Protect your data at all costs, if this latest scandal is anything to go by.
That’s the takeaway lesson from a recent news item appearing on the Sydney Morning Herald website this morning, detailing how a naughty former employee exported her company’s entire customer database before she exited the door.
According to an article by Jessica Sier, online fashion e-retailer Showpo is suing Black Swallow, a similar e-commerce business, which Showpo claims has used the database to market itself as an affiliate of Showpo.
The article says former Showpo employee Melissa Aroutunian exported the 306,000-strong customer database before she left the company, and passed it on to Black Swallow.
Rebecca Bradburne, head of Asia Pacific & Japan, BlackBerry Workspaces, says data theft cases like this one are not the rare.
“The security breach suffered by e-retailer, Showpo is unfortunately not an isolated incident, and companies need to start recognising the danger that comes from within,” Bradburne explains.
“In our conversations we see that businesses have put systems in place to protect data inside an organisation, but as soon as data leaves the four walls they are powerless to stop a breach,” she says.
“This makes them a sitting duck to attacks.”
The data allegedly stolen by Aroutunian included contact information of customers, contacts, buyers, suppliers, associates, competition entrants, web users and subscribers.
Author Sier writes, “MailChimp, which manages the email direct mail (EDM), has provided activity history that allegedly shows at 9.33pm on September 6, Ms Aroutunian's password was used to access the client contact list which was then exported to her home IP address.”
Black Swallow denies the allegations.
“Security is more than just IT and passwords – it needs to be viewed holistically by businesses,” says Bradburne.
“Without both a robust security policy and the right technology in place, these kind of high profile breaches will become more and more common.”
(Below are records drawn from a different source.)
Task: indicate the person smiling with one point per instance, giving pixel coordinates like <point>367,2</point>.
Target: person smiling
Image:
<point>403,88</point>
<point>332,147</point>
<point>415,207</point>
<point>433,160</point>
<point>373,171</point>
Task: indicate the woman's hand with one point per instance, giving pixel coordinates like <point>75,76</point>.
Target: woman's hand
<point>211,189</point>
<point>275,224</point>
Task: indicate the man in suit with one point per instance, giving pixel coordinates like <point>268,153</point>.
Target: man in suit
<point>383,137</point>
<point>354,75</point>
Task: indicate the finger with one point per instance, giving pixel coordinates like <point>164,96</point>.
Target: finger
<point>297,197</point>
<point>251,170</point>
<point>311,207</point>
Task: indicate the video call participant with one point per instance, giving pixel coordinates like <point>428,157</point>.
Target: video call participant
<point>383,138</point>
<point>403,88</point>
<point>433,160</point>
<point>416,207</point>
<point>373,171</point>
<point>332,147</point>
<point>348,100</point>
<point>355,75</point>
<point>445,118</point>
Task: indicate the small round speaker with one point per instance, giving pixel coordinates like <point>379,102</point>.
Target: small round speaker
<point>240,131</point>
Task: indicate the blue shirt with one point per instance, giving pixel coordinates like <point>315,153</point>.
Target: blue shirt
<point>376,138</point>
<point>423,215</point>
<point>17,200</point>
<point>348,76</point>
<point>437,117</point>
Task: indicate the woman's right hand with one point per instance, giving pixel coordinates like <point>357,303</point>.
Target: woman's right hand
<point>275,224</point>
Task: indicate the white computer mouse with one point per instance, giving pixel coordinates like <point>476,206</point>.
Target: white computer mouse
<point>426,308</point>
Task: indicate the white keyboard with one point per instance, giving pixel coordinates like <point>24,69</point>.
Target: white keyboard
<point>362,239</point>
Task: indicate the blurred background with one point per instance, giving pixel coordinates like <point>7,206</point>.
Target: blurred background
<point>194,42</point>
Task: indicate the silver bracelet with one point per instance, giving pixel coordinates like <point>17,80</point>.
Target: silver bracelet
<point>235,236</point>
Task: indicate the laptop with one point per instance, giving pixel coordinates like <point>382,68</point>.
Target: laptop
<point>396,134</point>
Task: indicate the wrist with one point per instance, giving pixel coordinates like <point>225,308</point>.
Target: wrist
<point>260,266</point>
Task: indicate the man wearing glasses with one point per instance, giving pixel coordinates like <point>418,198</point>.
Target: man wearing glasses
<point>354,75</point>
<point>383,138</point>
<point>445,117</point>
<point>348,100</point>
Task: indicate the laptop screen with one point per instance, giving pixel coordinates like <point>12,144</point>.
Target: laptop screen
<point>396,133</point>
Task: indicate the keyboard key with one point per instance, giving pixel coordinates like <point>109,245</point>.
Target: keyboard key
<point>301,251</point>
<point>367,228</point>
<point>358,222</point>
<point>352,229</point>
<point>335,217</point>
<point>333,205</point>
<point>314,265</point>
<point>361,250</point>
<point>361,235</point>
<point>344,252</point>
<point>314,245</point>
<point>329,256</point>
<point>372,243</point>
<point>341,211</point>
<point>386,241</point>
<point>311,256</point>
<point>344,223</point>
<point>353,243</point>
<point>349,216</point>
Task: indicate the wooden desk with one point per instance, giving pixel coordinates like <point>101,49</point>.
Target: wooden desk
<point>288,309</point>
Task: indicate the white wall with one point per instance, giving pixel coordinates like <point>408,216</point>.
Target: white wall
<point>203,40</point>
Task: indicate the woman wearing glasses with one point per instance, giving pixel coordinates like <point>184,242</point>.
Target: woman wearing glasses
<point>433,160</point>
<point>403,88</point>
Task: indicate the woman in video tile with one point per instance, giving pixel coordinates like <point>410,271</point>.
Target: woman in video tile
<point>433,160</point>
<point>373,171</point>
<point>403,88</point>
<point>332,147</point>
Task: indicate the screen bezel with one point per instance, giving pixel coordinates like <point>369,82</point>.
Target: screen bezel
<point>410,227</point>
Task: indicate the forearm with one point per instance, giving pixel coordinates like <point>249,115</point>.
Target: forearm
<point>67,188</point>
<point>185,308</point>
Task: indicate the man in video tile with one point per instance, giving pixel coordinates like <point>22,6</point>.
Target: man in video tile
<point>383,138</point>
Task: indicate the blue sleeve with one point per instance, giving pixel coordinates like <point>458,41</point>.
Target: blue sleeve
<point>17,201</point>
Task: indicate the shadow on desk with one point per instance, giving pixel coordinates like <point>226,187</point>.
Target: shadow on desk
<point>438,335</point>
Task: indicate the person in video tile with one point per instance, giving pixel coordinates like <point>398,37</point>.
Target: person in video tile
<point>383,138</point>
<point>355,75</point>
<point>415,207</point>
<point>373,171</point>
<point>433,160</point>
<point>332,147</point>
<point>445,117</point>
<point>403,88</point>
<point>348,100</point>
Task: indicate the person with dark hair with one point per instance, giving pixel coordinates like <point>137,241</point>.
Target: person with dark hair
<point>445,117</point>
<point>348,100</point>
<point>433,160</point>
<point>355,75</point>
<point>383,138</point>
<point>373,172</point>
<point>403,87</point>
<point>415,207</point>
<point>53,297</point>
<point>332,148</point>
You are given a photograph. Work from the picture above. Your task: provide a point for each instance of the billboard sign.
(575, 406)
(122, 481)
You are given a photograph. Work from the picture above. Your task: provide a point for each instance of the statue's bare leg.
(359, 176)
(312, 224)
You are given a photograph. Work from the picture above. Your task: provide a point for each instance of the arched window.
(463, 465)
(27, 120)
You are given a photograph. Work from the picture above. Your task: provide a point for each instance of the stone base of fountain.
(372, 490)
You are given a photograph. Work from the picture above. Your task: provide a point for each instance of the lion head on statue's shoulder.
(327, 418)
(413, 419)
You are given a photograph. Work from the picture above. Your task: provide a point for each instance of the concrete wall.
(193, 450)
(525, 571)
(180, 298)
Bradburne says now is the time for businesses to get smarter about the technology they use and the policies they have in place.
“BlackBerry Workspaces (formerly known as Watchdox by BlackBerry) gives organisations the ability to maintain control over all corporate information in all circumstances,” she says.
“Used by organisations globally including Parliamentary Services of New Zealand, BlackBerry Workspaces allows companies to revoke access to data at any point, thus protecting information when it leaves the organisation,” says Bradburne.
“By implementing these type of technologies, Showpo could have avoided a breach and the implications it will have on the organisation’s reputation.”